De beruchte crypto uitwisseling moet nu vragen om opheldering beantwoorden over de locatie van 800 miljoen dollar aan fondsen
Bitfinex, een cryptogeld uitwisseling, zal samen met een groep bedrijven in een rechtbank in New York terechtstaan. De firma’s zullen de beschuldigingen van de officier van justitie, Letitia James, onder ogen moeten zien dat ze probeerden te verbergen dat ze meer dan 800 miljoen dollar aan fondsen hebben verloren.
De bedrijven die bij Bitfinex gegroepeerd zijn, zijn betrokken bij de exploitatie van Tether (USDT). Tether fungeert wereldwijd als een handelskanaal voor veel cryptoliefhebbers; het is gekoppeld aan de Amerikaanse dollar, dus is het een manier om zonder belastingverplichtingen crypto winsten in ‘dollars’ op te slaan.
Bitfinex reageerde op de aantijgingen door te stellen dat het geld bij een bankbedrijf in Panama was gestort, genaamd Crypto Capital Corp.
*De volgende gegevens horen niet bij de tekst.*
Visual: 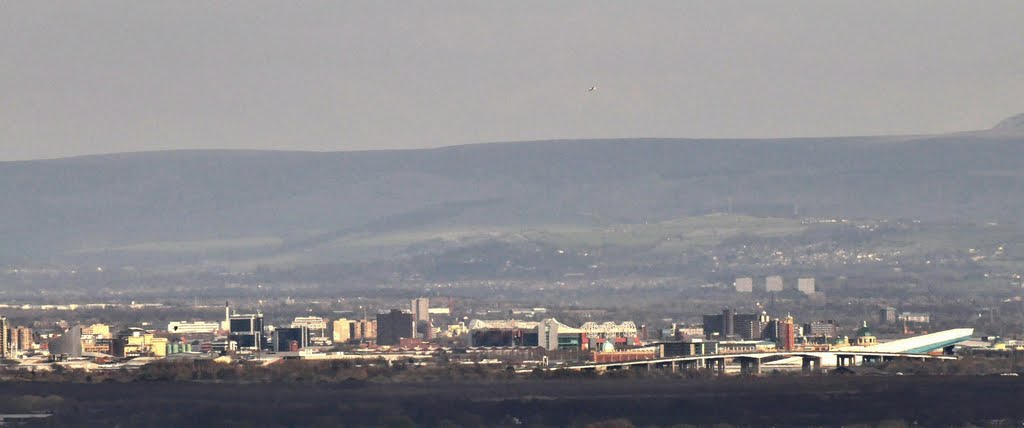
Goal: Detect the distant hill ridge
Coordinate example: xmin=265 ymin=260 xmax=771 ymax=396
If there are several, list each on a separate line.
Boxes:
xmin=0 ymin=116 xmax=1024 ymax=263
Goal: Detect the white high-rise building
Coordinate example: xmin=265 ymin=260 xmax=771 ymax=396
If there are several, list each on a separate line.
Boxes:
xmin=410 ymin=297 xmax=430 ymax=323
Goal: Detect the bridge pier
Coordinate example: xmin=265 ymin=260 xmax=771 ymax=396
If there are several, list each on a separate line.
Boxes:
xmin=705 ymin=356 xmax=725 ymax=375
xmin=802 ymin=355 xmax=821 ymax=373
xmin=836 ymin=354 xmax=856 ymax=367
xmin=739 ymin=357 xmax=761 ymax=375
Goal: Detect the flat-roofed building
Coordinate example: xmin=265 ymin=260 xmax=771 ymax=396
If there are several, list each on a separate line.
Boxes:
xmin=377 ymin=309 xmax=415 ymax=345
xmin=797 ymin=277 xmax=816 ymax=294
xmin=167 ymin=320 xmax=220 ymax=335
xmin=732 ymin=276 xmax=754 ymax=293
xmin=469 ymin=319 xmax=540 ymax=347
xmin=331 ymin=318 xmax=352 ymax=343
xmin=538 ymin=318 xmax=587 ymax=351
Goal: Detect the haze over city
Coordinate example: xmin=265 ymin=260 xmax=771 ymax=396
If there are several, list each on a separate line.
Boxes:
xmin=0 ymin=0 xmax=1024 ymax=428
xmin=0 ymin=0 xmax=1024 ymax=161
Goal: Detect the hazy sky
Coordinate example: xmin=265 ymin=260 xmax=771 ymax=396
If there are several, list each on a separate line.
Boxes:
xmin=0 ymin=0 xmax=1024 ymax=160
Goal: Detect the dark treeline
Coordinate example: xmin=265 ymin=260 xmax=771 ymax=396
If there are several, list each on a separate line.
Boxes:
xmin=6 ymin=357 xmax=1024 ymax=427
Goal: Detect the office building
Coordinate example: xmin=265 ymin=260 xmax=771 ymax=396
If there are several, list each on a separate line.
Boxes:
xmin=797 ymin=277 xmax=815 ymax=295
xmin=227 ymin=312 xmax=267 ymax=349
xmin=48 ymin=326 xmax=82 ymax=358
xmin=292 ymin=316 xmax=327 ymax=337
xmin=377 ymin=309 xmax=415 ymax=345
xmin=899 ymin=312 xmax=932 ymax=324
xmin=0 ymin=316 xmax=8 ymax=359
xmin=804 ymin=319 xmax=839 ymax=338
xmin=778 ymin=315 xmax=797 ymax=351
xmin=853 ymin=322 xmax=879 ymax=346
xmin=703 ymin=309 xmax=762 ymax=339
xmin=879 ymin=306 xmax=896 ymax=324
xmin=657 ymin=339 xmax=719 ymax=358
xmin=331 ymin=318 xmax=352 ymax=343
xmin=111 ymin=328 xmax=155 ymax=358
xmin=349 ymin=319 xmax=377 ymax=342
xmin=167 ymin=320 xmax=220 ymax=335
xmin=732 ymin=313 xmax=764 ymax=340
xmin=761 ymin=318 xmax=779 ymax=342
xmin=10 ymin=326 xmax=36 ymax=351
xmin=732 ymin=276 xmax=754 ymax=293
xmin=410 ymin=297 xmax=430 ymax=323
xmin=82 ymin=324 xmax=114 ymax=339
xmin=273 ymin=326 xmax=309 ymax=352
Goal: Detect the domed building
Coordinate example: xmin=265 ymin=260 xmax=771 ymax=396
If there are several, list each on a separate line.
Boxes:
xmin=853 ymin=320 xmax=879 ymax=346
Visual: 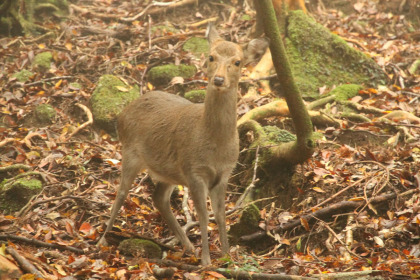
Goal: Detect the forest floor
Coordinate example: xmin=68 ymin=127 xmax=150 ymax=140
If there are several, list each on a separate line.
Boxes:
xmin=0 ymin=0 xmax=420 ymax=280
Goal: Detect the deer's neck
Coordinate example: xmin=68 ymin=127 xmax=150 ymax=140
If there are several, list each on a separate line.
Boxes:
xmin=204 ymin=85 xmax=238 ymax=141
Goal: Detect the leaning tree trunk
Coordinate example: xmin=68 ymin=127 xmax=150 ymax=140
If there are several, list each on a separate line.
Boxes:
xmin=249 ymin=0 xmax=315 ymax=164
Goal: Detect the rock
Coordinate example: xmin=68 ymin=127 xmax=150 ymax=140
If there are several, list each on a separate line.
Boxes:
xmin=118 ymin=238 xmax=162 ymax=259
xmin=90 ymin=75 xmax=139 ymax=136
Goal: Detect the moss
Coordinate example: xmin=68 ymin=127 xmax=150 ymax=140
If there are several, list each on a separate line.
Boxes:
xmin=32 ymin=52 xmax=53 ymax=71
xmin=35 ymin=104 xmax=57 ymax=125
xmin=229 ymin=204 xmax=260 ymax=244
xmin=12 ymin=69 xmax=34 ymax=83
xmin=0 ymin=178 xmax=42 ymax=213
xmin=330 ymin=84 xmax=363 ymax=101
xmin=263 ymin=125 xmax=296 ymax=144
xmin=184 ymin=89 xmax=207 ymax=103
xmin=286 ymin=11 xmax=386 ymax=98
xmin=148 ymin=64 xmax=197 ymax=86
xmin=182 ymin=37 xmax=210 ymax=56
xmin=118 ymin=238 xmax=162 ymax=259
xmin=90 ymin=75 xmax=139 ymax=135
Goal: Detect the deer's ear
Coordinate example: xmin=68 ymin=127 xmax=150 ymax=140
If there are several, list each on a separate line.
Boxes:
xmin=244 ymin=38 xmax=270 ymax=65
xmin=206 ymin=23 xmax=222 ymax=45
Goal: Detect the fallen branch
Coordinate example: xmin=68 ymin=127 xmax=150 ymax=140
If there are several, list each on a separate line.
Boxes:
xmin=0 ymin=234 xmax=84 ymax=257
xmin=240 ymin=189 xmax=420 ymax=242
xmin=148 ymin=259 xmax=319 ymax=280
xmin=6 ymin=247 xmax=44 ymax=279
xmin=65 ymin=103 xmax=93 ymax=141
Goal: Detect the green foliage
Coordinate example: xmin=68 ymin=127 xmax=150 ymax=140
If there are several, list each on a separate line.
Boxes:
xmin=90 ymin=75 xmax=139 ymax=135
xmin=286 ymin=11 xmax=387 ymax=97
xmin=0 ymin=178 xmax=42 ymax=213
xmin=35 ymin=104 xmax=57 ymax=125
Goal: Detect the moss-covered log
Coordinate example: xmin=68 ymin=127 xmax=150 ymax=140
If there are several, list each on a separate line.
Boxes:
xmin=0 ymin=0 xmax=69 ymax=36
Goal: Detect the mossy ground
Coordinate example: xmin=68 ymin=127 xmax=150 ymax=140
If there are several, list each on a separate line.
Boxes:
xmin=90 ymin=75 xmax=139 ymax=135
xmin=285 ymin=11 xmax=386 ymax=98
xmin=35 ymin=104 xmax=57 ymax=125
xmin=0 ymin=178 xmax=42 ymax=213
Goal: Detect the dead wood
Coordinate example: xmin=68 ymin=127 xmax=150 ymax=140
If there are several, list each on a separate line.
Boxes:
xmin=7 ymin=247 xmax=44 ymax=279
xmin=240 ymin=189 xmax=419 ymax=242
xmin=0 ymin=234 xmax=84 ymax=254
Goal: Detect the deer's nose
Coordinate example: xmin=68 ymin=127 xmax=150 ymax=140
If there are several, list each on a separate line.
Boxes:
xmin=213 ymin=76 xmax=225 ymax=87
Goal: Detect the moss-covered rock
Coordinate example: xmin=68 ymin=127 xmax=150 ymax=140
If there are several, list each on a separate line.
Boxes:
xmin=118 ymin=238 xmax=162 ymax=259
xmin=182 ymin=37 xmax=210 ymax=56
xmin=32 ymin=52 xmax=53 ymax=71
xmin=229 ymin=204 xmax=260 ymax=244
xmin=148 ymin=64 xmax=197 ymax=86
xmin=263 ymin=125 xmax=296 ymax=145
xmin=330 ymin=84 xmax=363 ymax=101
xmin=90 ymin=75 xmax=139 ymax=135
xmin=12 ymin=69 xmax=34 ymax=83
xmin=184 ymin=89 xmax=207 ymax=103
xmin=34 ymin=104 xmax=57 ymax=125
xmin=286 ymin=11 xmax=387 ymax=98
xmin=0 ymin=178 xmax=42 ymax=213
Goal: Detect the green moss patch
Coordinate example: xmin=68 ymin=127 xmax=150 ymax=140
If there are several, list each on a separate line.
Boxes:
xmin=286 ymin=11 xmax=387 ymax=98
xmin=0 ymin=178 xmax=42 ymax=213
xmin=35 ymin=104 xmax=57 ymax=125
xmin=90 ymin=75 xmax=139 ymax=135
xmin=148 ymin=64 xmax=197 ymax=86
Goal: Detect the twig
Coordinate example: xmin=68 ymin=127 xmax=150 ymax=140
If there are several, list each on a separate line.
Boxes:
xmin=0 ymin=234 xmax=84 ymax=254
xmin=6 ymin=247 xmax=44 ymax=279
xmin=12 ymin=76 xmax=74 ymax=87
xmin=0 ymin=138 xmax=15 ymax=148
xmin=0 ymin=164 xmax=31 ymax=173
xmin=233 ymin=146 xmax=260 ymax=209
xmin=65 ymin=103 xmax=93 ymax=141
xmin=310 ymin=178 xmax=365 ymax=211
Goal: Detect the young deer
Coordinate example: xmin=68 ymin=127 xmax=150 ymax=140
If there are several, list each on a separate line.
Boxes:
xmin=98 ymin=27 xmax=268 ymax=265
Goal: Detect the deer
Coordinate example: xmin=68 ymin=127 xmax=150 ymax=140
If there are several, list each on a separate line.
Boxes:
xmin=98 ymin=25 xmax=268 ymax=266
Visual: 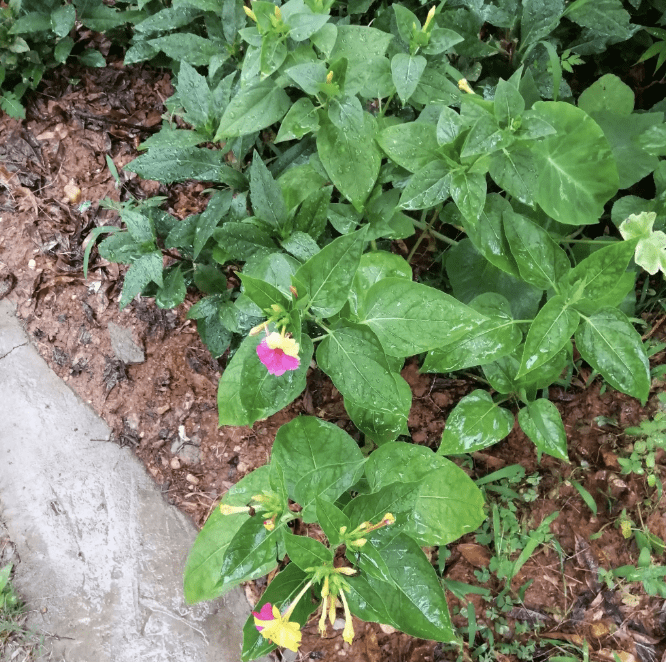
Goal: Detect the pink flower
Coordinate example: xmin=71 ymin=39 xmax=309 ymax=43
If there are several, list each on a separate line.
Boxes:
xmin=257 ymin=332 xmax=301 ymax=376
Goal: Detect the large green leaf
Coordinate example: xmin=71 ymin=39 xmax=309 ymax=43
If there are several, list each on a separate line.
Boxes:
xmin=518 ymin=398 xmax=569 ymax=462
xmin=502 ymin=211 xmax=571 ymax=290
xmin=184 ymin=465 xmax=276 ymax=604
xmin=217 ymin=334 xmax=313 ymax=425
xmin=437 ymin=389 xmax=513 ymax=455
xmin=294 ymin=226 xmax=367 ymax=317
xmin=576 ymin=308 xmax=650 ymax=403
xmin=377 ymin=122 xmax=439 ymax=172
xmin=125 ymin=147 xmax=247 ymax=185
xmin=516 ymin=295 xmax=580 ymax=378
xmin=220 ymin=515 xmax=283 ymax=591
xmin=362 ymin=278 xmax=485 ymax=356
xmin=272 ymin=416 xmax=365 ymax=522
xmin=241 ymin=563 xmax=319 ymax=662
xmin=317 ymin=324 xmax=404 ymax=415
xmin=317 ymin=112 xmax=382 ymax=210
xmin=214 ymin=78 xmax=291 ymax=142
xmin=248 ymin=151 xmax=287 ymax=233
xmin=446 ymin=239 xmax=543 ymax=319
xmin=348 ymin=531 xmax=456 ymax=642
xmin=533 ymin=101 xmax=619 ymax=225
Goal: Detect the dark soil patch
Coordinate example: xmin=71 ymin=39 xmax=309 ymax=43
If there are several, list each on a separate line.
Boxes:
xmin=0 ymin=65 xmax=666 ymax=662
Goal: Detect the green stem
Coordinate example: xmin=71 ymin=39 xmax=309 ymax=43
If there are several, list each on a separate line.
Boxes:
xmin=377 ymin=93 xmax=395 ymax=118
xmin=410 ymin=218 xmax=458 ymax=246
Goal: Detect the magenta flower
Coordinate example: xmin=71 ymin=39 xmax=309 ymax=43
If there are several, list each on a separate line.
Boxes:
xmin=257 ymin=332 xmax=301 ymax=376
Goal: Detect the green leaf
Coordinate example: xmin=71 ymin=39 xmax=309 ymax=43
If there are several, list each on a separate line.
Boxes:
xmin=377 ymin=122 xmax=440 ymax=172
xmin=437 ymin=389 xmax=513 ymax=455
xmin=344 ymin=378 xmax=412 ymax=446
xmin=183 ymin=465 xmax=277 ymax=604
xmin=176 ymin=62 xmax=211 ymax=129
xmin=449 ymin=170 xmax=486 ymax=222
xmin=51 ymin=5 xmax=76 ymax=37
xmin=533 ymin=101 xmax=619 ymax=225
xmin=516 ymin=296 xmax=580 ymax=378
xmin=238 ymin=273 xmax=289 ymax=311
xmin=495 ymin=78 xmax=525 ymax=124
xmin=155 ymin=265 xmax=187 ymax=308
xmin=118 ymin=253 xmax=162 ymax=310
xmin=192 ymin=191 xmax=232 ymax=260
xmin=315 ymin=497 xmax=349 ymax=549
xmin=317 ymin=324 xmax=404 ymax=415
xmin=294 ymin=227 xmax=367 ymax=317
xmin=518 ymin=398 xmax=569 ymax=462
xmin=564 ymin=0 xmax=640 ymax=44
xmin=220 ymin=515 xmax=283 ymax=591
xmin=213 ymin=221 xmax=277 ymax=260
xmin=275 ymin=97 xmax=319 ymax=143
xmin=317 ymin=112 xmax=381 ymax=210
xmin=214 ymin=78 xmax=291 ymax=142
xmin=520 ymin=0 xmax=564 ymax=52
xmin=488 ymin=141 xmax=539 ymax=206
xmin=349 ymin=251 xmax=412 ymax=314
xmin=362 ymin=278 xmax=485 ymax=357
xmin=272 ymin=416 xmax=365 ymax=522
xmin=391 ymin=53 xmax=428 ymax=104
xmin=400 ymin=161 xmax=451 ymax=209
xmin=79 ymin=48 xmax=106 ymax=67
xmin=576 ymin=308 xmax=650 ymax=403
xmin=567 ymin=240 xmax=636 ymax=301
xmin=578 ymin=74 xmax=634 ymax=116
xmin=241 ymin=563 xmax=319 ymax=662
xmin=125 ymin=147 xmax=247 ymax=185
xmin=284 ymin=532 xmax=333 ymax=570
xmin=250 ymin=150 xmax=287 ymax=232
xmin=146 ymin=32 xmax=220 ymax=66
xmin=197 ymin=315 xmax=231 ymax=359
xmin=446 ymin=239 xmax=543 ymax=319
xmin=502 ymin=211 xmax=571 ymax=291
xmin=53 ymin=37 xmax=74 ymax=64
xmin=348 ymin=532 xmax=455 ymax=642
xmin=592 ymin=111 xmax=664 ymax=189
xmin=217 ymin=334 xmax=313 ymax=425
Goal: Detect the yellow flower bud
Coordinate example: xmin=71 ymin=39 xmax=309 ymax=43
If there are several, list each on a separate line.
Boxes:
xmin=458 ymin=78 xmax=476 ymax=94
xmin=335 ymin=567 xmax=356 ymax=577
xmin=421 ymin=5 xmax=437 ymax=32
xmin=220 ymin=503 xmax=250 ymax=515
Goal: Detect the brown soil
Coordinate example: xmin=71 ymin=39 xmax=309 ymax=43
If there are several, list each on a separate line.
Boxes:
xmin=0 ymin=64 xmax=666 ymax=662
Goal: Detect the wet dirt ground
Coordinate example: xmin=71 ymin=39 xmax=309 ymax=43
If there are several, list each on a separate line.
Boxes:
xmin=0 ymin=59 xmax=666 ymax=662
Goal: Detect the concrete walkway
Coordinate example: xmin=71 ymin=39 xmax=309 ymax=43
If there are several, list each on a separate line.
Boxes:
xmin=0 ymin=301 xmax=256 ymax=662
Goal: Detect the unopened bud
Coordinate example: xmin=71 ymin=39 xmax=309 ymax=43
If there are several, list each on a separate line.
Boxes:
xmin=421 ymin=5 xmax=437 ymax=32
xmin=220 ymin=503 xmax=250 ymax=515
xmin=248 ymin=322 xmax=268 ymax=336
xmin=335 ymin=567 xmax=356 ymax=577
xmin=458 ymin=78 xmax=476 ymax=94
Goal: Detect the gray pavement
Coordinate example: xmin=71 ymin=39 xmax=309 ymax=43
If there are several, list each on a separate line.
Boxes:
xmin=0 ymin=301 xmax=254 ymax=662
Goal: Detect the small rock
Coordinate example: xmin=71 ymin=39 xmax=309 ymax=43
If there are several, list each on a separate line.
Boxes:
xmin=178 ymin=444 xmax=201 ymax=464
xmin=108 ymin=322 xmax=146 ymax=363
Het werd vervolgens door overheidsinstanties uit verschillende landen in beslag genomen.
Bitfinex en co beweren dat ze het doelwit waren van deze inbeslagnames en dat ze eraan meewerken de verloren gegane geldbedragen terug te vorderen. Bovendien ontkennen ze tevens de beschuldigingen dat ze het geld dat verloren was gegaan probeerden te verbergen.
Bovendien hebben Bitfinex en de groep bedrijven zich ingespannen om de zaak te laten verwijderen, met het argument dat New York niet bevoegd was om de zaak voor te zitten, aangezien de betrokken bedrijven niet in de staat gevestigd zijn. Als gevolg hiervan stelden ze dat ze niet verplicht waren om verantwoording af te leggen aan de autoriteiten.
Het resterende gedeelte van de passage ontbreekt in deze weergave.